Let’s ask women what they want. And let’s listen and support them to escape violence. You can’t fight fire with fire, and fighting men’s violence with State violence isn’t the answer. We need a new way of doing things – one that doesn’t rely on police and the justice system, but one that creates lasting and widespread change by bringing the whole community together to help unpick centuries of men’s unearned power over women.
And there are so many people trying to do just that, but they need governments to get on board. Stop pumping more and more funding into the police. Stop introducing ever more draconian laws. And start properly funding domestic and family violence and sexual violence prevention and response services. Start investing in first responders with social work and psychological expertise, amp up the incredible work being done to co-locate social services workers within police stations. Change the nature of policing to be primarily about intervening and preventing crime, not about catching criminals and having them prosecuted.

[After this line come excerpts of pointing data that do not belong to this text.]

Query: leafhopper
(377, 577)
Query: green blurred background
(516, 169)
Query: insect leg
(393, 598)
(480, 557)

Police KPIs that rely on numbers of arrests and convictions need to be replaced with KPIs that measure genuine safety of the community, through empowerment of individuals to make independent decisions and to enable choice in whether or not to stay in relationships.
To end the war on violence against women we need nothing short of a revolution in the way we’ve been thinking about police, crime and power. It might seem like a big ask, but asking women to continue to live in a society where they would feel safer with a bear than an unknown man is far, far bigger.